Text: LAOLA1.at , Foto: GEPA

Bozen eliminiert die Capitals

Für den amtierenden Meister Vienna Capitals ist die Saison im Halbfinale gegen Bozen beendet. Red Bull Salzburg legt wieder vor.

Red Bull Salzburg hat sich am Ostermontag im Halbfinalduell mit den EHC Liwest Black Wings Linz in die Poleposition gehievt. Den Salzburgern nur noch ein Sieg in der "Best-of-Seven"-Serie zum Finaleinzug in der Erste Bank Eishockey Liga.

Linz hat allerdings die zwei bisherigen Heimspiele gewonnen und trotz des 2:3-Rückstands noch alle Chancen. Die Black Wings erwiesen sich im fünften Match auch auf fremdem Eis als harter Gegner. Sie gingen durch Fabio Hofer (8.) und Jonathan D'Aversa (25./Unterzahl) zweimal in Führung, ehe Ryan Duncan (26.) und John Hughes (30.) für Ausgleich und erstmalige Führung der "Bullen" sorgten.

Dan DaSilva brachte mit dem 3:3 im Powerplay (35.) die Linzer aber nochmals ins Spiel zurück. Danach dauerte es bis zur 17. Minute der Verlängerung, bis Robert Schremp in Überzahl die Heimischen mit dem Siegtreffer erlöste. Am Mittwoch folgt in Linz das sechste Duell.

Dem HC Bozen gelingt die Überraschung: Die Vienna Capitals müssen im Semifinale die Segel streichen. Der amtierende Champion aus Wien muss sich den Südtirolern in Halbfinalspiel fünf mit 1:2 geschlagen geben und verliert die "Best-of-Seven"-Serie mit 1:4.

Brandon Buck bringt die Hauptstädter im ersten Drittel in Führung (17.).

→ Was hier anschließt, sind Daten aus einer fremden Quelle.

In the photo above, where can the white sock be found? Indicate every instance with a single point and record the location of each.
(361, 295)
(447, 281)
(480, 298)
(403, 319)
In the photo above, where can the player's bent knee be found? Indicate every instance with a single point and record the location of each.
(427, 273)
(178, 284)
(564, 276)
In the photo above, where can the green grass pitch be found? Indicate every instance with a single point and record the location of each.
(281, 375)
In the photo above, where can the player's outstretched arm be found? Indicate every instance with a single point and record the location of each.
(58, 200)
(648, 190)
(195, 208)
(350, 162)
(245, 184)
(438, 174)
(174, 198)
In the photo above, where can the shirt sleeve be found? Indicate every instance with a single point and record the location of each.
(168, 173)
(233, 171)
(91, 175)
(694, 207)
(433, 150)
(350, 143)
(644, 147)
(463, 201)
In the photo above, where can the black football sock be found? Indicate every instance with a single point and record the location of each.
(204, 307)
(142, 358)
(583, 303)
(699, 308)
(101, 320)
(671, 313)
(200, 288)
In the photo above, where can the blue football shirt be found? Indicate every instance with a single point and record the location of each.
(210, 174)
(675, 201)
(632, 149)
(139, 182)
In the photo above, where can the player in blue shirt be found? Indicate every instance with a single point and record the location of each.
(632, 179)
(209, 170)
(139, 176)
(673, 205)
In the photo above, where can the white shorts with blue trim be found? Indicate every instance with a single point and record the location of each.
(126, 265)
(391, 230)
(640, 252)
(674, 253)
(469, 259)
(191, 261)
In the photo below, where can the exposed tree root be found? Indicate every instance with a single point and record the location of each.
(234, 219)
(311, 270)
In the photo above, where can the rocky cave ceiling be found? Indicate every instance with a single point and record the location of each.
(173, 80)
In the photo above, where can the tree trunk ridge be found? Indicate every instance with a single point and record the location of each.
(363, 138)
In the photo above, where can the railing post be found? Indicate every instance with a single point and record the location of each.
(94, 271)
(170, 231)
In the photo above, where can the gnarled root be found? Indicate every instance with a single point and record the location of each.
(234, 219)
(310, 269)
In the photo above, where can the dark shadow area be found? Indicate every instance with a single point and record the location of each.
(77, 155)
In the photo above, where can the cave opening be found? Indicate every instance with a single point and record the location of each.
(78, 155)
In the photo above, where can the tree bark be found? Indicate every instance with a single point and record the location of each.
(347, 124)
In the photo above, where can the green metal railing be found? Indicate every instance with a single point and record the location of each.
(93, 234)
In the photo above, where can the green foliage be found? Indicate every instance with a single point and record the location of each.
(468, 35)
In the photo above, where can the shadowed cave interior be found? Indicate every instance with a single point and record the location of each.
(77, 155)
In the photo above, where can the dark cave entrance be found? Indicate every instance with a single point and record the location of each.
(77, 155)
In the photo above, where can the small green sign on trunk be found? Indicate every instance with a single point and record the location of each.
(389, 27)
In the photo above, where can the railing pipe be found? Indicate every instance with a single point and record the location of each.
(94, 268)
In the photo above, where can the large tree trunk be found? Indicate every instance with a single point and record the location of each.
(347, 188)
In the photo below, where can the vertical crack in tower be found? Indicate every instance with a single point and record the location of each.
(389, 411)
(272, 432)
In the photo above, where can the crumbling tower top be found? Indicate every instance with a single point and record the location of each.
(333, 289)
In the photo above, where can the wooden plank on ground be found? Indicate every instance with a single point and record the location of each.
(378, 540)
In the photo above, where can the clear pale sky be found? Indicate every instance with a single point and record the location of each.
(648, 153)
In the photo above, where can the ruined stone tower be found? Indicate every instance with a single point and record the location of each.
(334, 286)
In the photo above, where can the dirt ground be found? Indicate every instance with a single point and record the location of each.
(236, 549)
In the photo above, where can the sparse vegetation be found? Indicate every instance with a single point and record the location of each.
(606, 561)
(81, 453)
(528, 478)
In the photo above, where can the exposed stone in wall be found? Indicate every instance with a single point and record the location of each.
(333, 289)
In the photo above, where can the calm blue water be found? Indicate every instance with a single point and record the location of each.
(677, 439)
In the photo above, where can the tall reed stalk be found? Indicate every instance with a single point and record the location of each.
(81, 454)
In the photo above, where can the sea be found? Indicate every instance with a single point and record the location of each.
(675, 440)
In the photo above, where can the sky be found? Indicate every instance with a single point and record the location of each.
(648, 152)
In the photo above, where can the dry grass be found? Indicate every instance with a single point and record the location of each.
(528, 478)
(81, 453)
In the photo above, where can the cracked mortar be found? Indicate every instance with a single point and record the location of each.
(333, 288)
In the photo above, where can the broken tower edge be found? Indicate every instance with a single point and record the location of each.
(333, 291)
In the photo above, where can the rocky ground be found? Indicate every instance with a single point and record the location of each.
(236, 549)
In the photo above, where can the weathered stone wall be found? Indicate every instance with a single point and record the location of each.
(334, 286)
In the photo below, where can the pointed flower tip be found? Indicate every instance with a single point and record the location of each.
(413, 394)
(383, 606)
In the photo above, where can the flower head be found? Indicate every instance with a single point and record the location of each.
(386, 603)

Monardo (23./PP) und Frigo (34.) besiegeln allerdings das Schicksal der Capitals.

38:16 – das war die Siege-Niederlagen-Bilanz der Vienna Capitals vor dem Start des Play-off. 39:14 – das war das Schussverhältnis im fünften und letztlich entscheidenden Halbfinalspiel gegen den HC Bozen, der die Serie nach dem 2:1-Auswärtssieg mit 4:1 für sich entscheiden konnte.

Nicht nur der amtierende Meister, auch der Favorit auf die Titelverteidigung und ganzjährige Tabellenführer strich gegen den absoluten Außenseiter des Play-off die Segel. Der seinerseits vor drei Monaten noch gegen die Rote Laterne ankämpfte. Und am Ende haderte man auf Seiten der Wiener. Mit dem Spielverlauf, den eigenen Schwierigkeiten und auch ein wenig mit dem Schicksal.

Play-off-Begegnungen verliert man nicht in einem Spiel, sondern in vier bis sieben. Das wusste auch Trainer Serge Aubin. "Es geht nicht um heute. Wenn ich etwa an Spiel drei denke – man muss Wege finden, solche Spiele zu beenden. Das haben wir verabsäumt. Ich bin dennoch stolz auf die Jungs", so der scheidende Head Coach. "Es ist nicht spaßig, so zu verlieren. Im Fünf-gegen-Fünf waren wir das bessere Team, aber manche Tore haben wir zu wirklich schlechten Zeitpunkten gegen uns bekommen: Als wir das Momentum hatten und angedrückt haben", analysierte der Kanadier.